Quantitative stability of certain families of periodic solutions in the Sitnikov problem

TL;DR

This paper introduces new methods to analyze the stability and bifurcation of periodic solutions in the Sitnikov problem, extending previous continuation results to include stability properties for solutions with varying eccentricity.

Contribution

It develops two general approaches to estimate solution growth and stability in parametric differential equations, applied to the Sitnikov problem's periodic solutions.

Findings

Quantifies bifurcating families of solutions.

Provides stability criteria for Hill's equations.

Extends stability analysis beyond known continuation results.

Abstract

The Sitnikov problem is a special case of the restricted three-body problem where the primaries moves in elliptic orbits of the two-body problem with eccentricity $e\in [0,1[$ and the massless body moves on a straight line perpendicular to the plane of motion of the primaries through their barycenter. It is well known that for the circular case ($e=0$) and a given $N\in \mathbb{N}$ there are a finite number of nontrivial symmetric $2N\pi$ periodic solutions all of them parabolic and unstable (in the Lyapunov sense) if we consider the corresponding autonomous equation like a $2\pi$-periodic equation. Using the method of global continuation of Leray-Schauder, J.Llibre and R.Ortega (J.Llibre $\&$ R. Ortega, 2008) proved that these families of periodic solutions can be continued from the known $2N\pi$-periodic solutions in the circular case for nonnecessarily small values of the eccentricity $e$ and in some cases for all values of $e\in \, [0,1[.$ However this approach does not say anything about the stability properties of this periodic solutions. In this document we present a new method that quantifies the mentioned bifurcating families and them stabilities properties at least in first approximation.

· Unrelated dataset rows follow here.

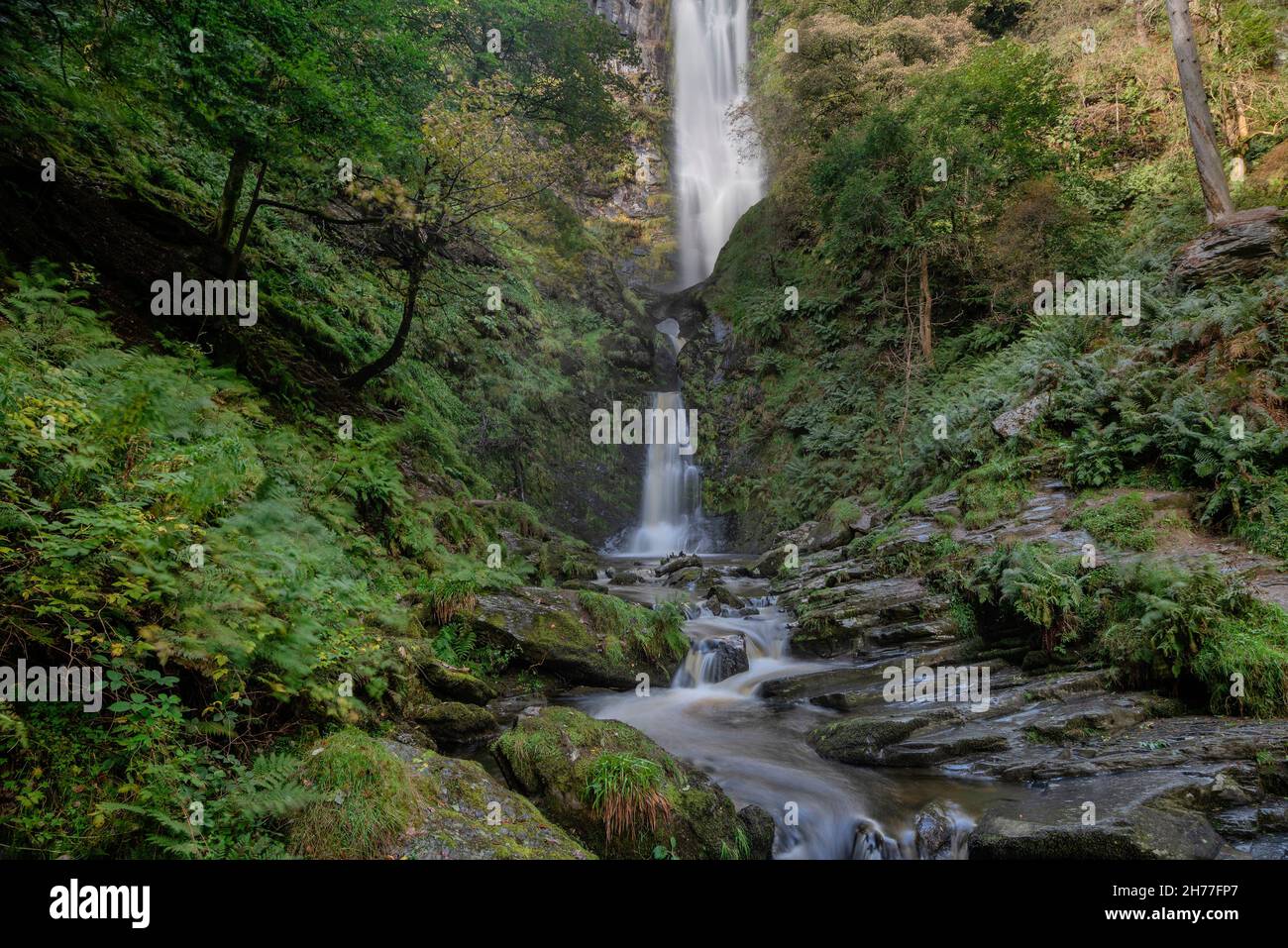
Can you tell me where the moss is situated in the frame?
[291,729,419,859]
[1069,490,1155,553]
[415,700,497,743]
[492,707,741,859]
[1192,603,1288,717]
[577,590,690,664]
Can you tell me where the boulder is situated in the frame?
[408,700,499,745]
[1172,207,1288,286]
[993,391,1051,438]
[698,632,748,682]
[473,587,687,689]
[492,707,763,859]
[751,544,787,579]
[653,554,702,576]
[707,582,746,616]
[912,802,957,859]
[383,741,593,859]
[738,803,777,859]
[970,771,1231,859]
[394,639,496,704]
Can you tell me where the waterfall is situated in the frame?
[627,391,707,557]
[671,0,764,286]
[615,0,764,555]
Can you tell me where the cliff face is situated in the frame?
[584,0,675,297]
[589,0,670,84]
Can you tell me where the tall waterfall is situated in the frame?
[627,391,707,557]
[671,0,764,286]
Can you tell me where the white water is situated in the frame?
[626,391,707,557]
[671,0,764,286]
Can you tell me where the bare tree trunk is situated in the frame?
[1231,90,1248,184]
[1167,0,1234,222]
[344,254,425,390]
[224,161,268,279]
[921,250,931,362]
[215,146,250,248]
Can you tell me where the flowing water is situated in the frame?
[576,555,1022,859]
[671,0,764,286]
[580,0,1021,859]
[626,391,708,557]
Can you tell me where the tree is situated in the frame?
[1167,0,1234,222]
[336,80,564,389]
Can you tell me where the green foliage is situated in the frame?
[583,752,671,840]
[1068,490,1155,552]
[1100,562,1288,716]
[577,590,690,662]
[291,729,420,859]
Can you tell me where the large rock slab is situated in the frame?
[970,771,1232,859]
[1172,207,1288,286]
[492,707,768,859]
[473,587,683,689]
[385,741,593,859]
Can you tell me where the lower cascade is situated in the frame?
[626,391,711,557]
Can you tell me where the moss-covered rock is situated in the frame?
[393,639,497,704]
[474,588,688,689]
[808,708,956,764]
[738,803,776,859]
[409,700,499,745]
[492,707,764,859]
[385,741,593,859]
[290,729,420,859]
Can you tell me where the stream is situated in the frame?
[564,0,1022,859]
[572,555,1026,859]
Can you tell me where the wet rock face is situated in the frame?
[699,635,748,682]
[492,707,752,859]
[1172,207,1288,286]
[993,391,1051,438]
[912,802,957,859]
[472,587,683,689]
[738,803,776,859]
[408,700,498,746]
[383,741,593,859]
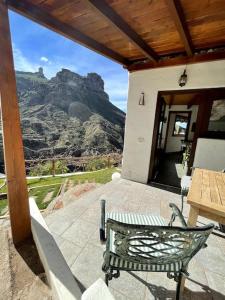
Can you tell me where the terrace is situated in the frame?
[45,179,225,300]
[0,0,225,299]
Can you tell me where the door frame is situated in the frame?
[164,110,192,151]
[148,87,225,181]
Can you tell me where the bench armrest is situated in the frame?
[169,203,187,227]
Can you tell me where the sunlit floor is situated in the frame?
[46,179,225,300]
[155,152,186,188]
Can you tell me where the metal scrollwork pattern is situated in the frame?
[107,220,214,265]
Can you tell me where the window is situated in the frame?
[208,100,225,133]
[173,115,189,137]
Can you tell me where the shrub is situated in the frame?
[86,158,108,171]
[29,160,69,176]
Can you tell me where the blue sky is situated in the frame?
[9,12,128,111]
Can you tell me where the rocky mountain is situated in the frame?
[1,68,125,159]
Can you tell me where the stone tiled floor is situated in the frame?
[46,179,225,300]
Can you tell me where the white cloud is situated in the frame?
[12,44,38,72]
[40,56,49,62]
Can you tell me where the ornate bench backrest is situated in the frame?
[106,219,213,266]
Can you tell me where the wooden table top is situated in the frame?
[187,168,225,217]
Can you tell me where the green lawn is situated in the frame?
[0,168,116,215]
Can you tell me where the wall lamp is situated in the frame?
[178,69,187,87]
[138,92,145,105]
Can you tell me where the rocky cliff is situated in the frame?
[0,68,125,159]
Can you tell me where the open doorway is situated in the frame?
[149,88,225,188]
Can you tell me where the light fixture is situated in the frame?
[178,69,187,87]
[138,92,145,105]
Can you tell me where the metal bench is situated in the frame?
[100,200,214,299]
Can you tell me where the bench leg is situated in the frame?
[180,206,199,292]
[176,273,183,300]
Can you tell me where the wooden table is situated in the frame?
[181,169,225,291]
[187,169,225,226]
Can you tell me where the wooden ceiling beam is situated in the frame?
[7,0,130,66]
[86,0,159,61]
[127,51,225,72]
[166,0,194,56]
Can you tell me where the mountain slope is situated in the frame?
[5,68,125,159]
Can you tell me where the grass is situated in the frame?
[0,168,116,215]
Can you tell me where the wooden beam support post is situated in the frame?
[0,0,31,244]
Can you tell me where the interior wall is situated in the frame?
[122,60,225,183]
[162,105,198,153]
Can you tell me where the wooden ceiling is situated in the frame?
[7,0,225,71]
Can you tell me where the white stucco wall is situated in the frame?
[122,60,225,183]
[193,138,225,171]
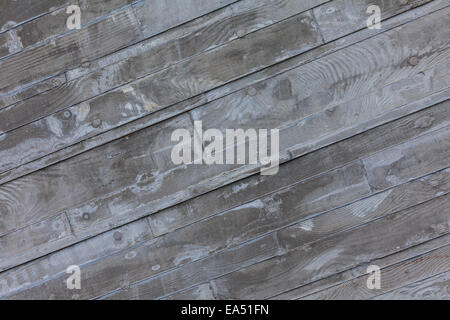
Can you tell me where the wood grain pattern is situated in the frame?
[0,0,450,300]
[2,0,448,185]
[375,270,450,300]
[213,191,450,299]
[271,234,450,300]
[0,0,326,136]
[306,245,450,300]
[0,0,70,31]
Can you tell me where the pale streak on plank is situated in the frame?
[0,0,70,32]
[15,0,138,48]
[0,74,66,110]
[0,9,141,94]
[314,0,432,41]
[161,283,215,300]
[134,0,236,38]
[1,0,448,183]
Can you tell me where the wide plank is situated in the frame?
[2,0,448,181]
[213,195,450,299]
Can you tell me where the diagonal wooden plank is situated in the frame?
[2,0,448,185]
[271,234,450,300]
[213,195,450,299]
[0,13,320,170]
[2,163,368,298]
[303,245,450,300]
[375,270,450,300]
[0,0,323,132]
[0,9,141,94]
[0,220,152,299]
[15,0,137,48]
[0,0,70,32]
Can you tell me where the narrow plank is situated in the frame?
[0,74,66,110]
[16,0,136,48]
[162,283,215,300]
[303,245,450,300]
[270,234,450,300]
[213,195,450,299]
[314,0,431,41]
[102,235,279,300]
[0,220,152,299]
[280,60,450,157]
[135,0,236,38]
[0,9,141,94]
[0,30,22,59]
[0,215,74,270]
[0,0,70,32]
[278,168,450,250]
[1,164,368,297]
[1,0,448,182]
[375,270,450,300]
[363,124,450,190]
[0,0,324,132]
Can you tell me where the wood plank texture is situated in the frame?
[0,0,450,300]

Our approach proposes two general methods: The first one is to estimate the growing of the canonical solutions for one-parametric differential equation of the form \[ \ddot{x}+a(t,\lambda)x=0, \] with $a\in C^{1}([0,T] \times [0,\Lambda])$. The second one gives stability criteria for one-parametric Hill's equation of the form \[ \ddot{x}+q(t,\lambda)x=0, \quad (\ast) \] where $q(\cdot,\lambda)$ is $T$-periodic and $q\in C^{3}(\mathbb{R}\times [0,\Lambda])$, such that for $\lambda=0$ the equation $(*)$ is parabolic.